1 file or multiple files best?

         

rfontaine

8:29 pm on Apr 1, 2003 (gmt 0)

10+ Year Member



Hi,

I am no systems admin guru but I do know enough to be dangerous...

In respect to the speed of individual page requests on an Apache Server, all other things being equal -

If there are, say, 1000 web page requests at the same time is there a difference whether those requests are all for just one page, say food.php or spread around over many different pages: like 250 requests for cookies.php, 200 for icecream.php, and 500 for candy.php etc.

The reason I ask is that through scripting I can parse the URI of each page request and then run this information through just one file to serve up the content. But would this cause a bottleneck of sorts as a thousand page requests attempt to use the same file?
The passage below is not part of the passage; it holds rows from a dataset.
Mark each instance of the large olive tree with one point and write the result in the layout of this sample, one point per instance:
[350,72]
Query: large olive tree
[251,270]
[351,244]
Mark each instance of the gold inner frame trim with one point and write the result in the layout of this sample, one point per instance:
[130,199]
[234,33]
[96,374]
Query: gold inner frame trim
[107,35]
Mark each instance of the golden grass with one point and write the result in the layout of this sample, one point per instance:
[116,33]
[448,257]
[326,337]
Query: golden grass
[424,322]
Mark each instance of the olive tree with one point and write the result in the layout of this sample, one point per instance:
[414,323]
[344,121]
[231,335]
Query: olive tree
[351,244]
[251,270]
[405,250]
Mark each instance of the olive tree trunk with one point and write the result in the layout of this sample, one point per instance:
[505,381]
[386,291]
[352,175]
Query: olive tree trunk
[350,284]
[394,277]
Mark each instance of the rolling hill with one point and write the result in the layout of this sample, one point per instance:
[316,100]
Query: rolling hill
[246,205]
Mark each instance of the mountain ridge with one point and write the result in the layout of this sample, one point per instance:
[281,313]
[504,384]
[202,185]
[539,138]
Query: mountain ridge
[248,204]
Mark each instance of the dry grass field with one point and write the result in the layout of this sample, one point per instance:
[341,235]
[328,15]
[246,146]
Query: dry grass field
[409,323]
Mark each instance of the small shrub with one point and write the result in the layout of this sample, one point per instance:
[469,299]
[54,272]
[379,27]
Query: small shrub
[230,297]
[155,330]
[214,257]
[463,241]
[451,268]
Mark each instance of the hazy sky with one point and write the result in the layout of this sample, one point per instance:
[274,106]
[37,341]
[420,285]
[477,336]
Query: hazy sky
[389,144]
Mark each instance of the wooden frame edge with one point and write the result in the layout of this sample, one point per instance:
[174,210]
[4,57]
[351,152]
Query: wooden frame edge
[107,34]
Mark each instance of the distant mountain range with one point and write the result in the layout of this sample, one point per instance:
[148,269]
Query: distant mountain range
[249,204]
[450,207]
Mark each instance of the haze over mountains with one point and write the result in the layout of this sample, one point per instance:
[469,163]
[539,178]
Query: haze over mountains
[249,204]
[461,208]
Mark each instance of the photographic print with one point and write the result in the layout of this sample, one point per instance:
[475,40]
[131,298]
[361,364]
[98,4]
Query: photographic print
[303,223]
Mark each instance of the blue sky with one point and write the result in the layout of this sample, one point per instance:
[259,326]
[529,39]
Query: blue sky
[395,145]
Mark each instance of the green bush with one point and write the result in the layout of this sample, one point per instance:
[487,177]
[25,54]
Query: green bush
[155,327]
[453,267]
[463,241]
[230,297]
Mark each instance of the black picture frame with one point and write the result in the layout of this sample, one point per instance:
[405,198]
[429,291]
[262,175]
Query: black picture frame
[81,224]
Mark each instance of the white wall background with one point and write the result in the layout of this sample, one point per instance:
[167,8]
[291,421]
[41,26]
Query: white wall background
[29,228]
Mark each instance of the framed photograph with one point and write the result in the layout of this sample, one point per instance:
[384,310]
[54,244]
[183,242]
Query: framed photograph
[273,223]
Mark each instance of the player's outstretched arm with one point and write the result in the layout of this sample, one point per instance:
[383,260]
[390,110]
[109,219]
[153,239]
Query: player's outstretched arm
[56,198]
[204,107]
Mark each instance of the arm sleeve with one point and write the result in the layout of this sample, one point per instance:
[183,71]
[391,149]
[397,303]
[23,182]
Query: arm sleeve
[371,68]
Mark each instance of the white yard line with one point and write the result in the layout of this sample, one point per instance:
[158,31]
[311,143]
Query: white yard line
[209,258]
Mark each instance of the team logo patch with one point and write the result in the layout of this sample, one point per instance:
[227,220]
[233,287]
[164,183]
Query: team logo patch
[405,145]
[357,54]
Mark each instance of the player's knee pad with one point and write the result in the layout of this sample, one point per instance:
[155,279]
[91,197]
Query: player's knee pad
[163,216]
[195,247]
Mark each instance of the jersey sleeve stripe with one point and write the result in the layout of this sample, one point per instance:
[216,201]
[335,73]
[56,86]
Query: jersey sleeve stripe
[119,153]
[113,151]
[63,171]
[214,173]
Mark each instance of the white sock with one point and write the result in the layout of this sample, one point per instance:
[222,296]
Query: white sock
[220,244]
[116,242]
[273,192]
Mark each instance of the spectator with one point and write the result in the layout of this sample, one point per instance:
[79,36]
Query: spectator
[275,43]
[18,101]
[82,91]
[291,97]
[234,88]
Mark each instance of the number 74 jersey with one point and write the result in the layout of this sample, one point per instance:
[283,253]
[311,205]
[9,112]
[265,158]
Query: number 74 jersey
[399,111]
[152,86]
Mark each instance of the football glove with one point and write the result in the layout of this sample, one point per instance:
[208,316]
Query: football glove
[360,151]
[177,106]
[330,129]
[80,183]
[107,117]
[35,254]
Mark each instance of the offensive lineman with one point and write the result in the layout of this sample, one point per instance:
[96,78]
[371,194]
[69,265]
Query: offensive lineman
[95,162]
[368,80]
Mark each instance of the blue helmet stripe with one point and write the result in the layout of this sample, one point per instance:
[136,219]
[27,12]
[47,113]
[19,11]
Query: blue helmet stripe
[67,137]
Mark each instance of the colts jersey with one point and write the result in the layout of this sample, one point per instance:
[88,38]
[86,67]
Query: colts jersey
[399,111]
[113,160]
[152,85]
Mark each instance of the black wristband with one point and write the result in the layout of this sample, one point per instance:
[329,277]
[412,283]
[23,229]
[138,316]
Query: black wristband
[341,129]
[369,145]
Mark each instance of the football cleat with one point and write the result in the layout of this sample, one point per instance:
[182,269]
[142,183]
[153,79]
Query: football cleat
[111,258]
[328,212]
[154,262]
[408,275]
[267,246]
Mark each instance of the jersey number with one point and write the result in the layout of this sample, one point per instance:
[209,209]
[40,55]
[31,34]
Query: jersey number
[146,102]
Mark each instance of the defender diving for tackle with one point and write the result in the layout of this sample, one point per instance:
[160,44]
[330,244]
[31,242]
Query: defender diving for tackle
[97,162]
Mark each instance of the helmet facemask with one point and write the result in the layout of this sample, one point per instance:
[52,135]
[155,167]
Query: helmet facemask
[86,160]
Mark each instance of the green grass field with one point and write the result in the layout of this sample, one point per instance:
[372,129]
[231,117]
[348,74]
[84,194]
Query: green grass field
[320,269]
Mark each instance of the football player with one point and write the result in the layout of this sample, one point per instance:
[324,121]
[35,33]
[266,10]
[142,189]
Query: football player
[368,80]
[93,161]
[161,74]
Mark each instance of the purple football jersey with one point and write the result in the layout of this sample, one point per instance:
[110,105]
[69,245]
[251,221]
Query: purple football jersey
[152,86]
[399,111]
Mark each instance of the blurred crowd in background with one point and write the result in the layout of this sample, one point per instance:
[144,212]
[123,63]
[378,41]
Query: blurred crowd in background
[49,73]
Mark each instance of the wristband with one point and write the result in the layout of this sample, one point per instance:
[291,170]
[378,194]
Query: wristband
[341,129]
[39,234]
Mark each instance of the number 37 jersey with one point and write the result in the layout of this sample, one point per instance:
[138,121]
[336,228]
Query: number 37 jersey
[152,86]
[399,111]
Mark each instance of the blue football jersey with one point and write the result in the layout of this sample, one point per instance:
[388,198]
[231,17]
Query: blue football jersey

Thank you in advance for your input

Critter

8:32 pm on Apr 1, 2003 (gmt 0)

10+ Year Member



Won't make a difference *unless* there's some sort of blocking behavior (database access, file access, semaphores, mutex, blah blah blah) in any particular page.

Peter

rfontaine

8:33 pm on Apr 1, 2003 (gmt 0)

10+ Year Member



Yes, there are calls to the database and also a number of php includes

Dolemite

8:37 pm on Apr 1, 2003 (gmt 0)

10+ Year Member



I believe you'd be limited by the number of simultaneous database connections allowed, which would be a server-wide limit (or perhaps server-wide by virtual server), not relating to the number of files.

[edited by: Dolemite at 8:41 pm (utc) on April 1, 2003]

BigDave

8:40 pm on Apr 1, 2003 (gmt 0)

WebmasterWorld Senior Member 10+ Year Member



It is more of a PHP issue than an apache issue. To answer your question, everything else being equal, single file is better since it will be in the cache. But things are never equal.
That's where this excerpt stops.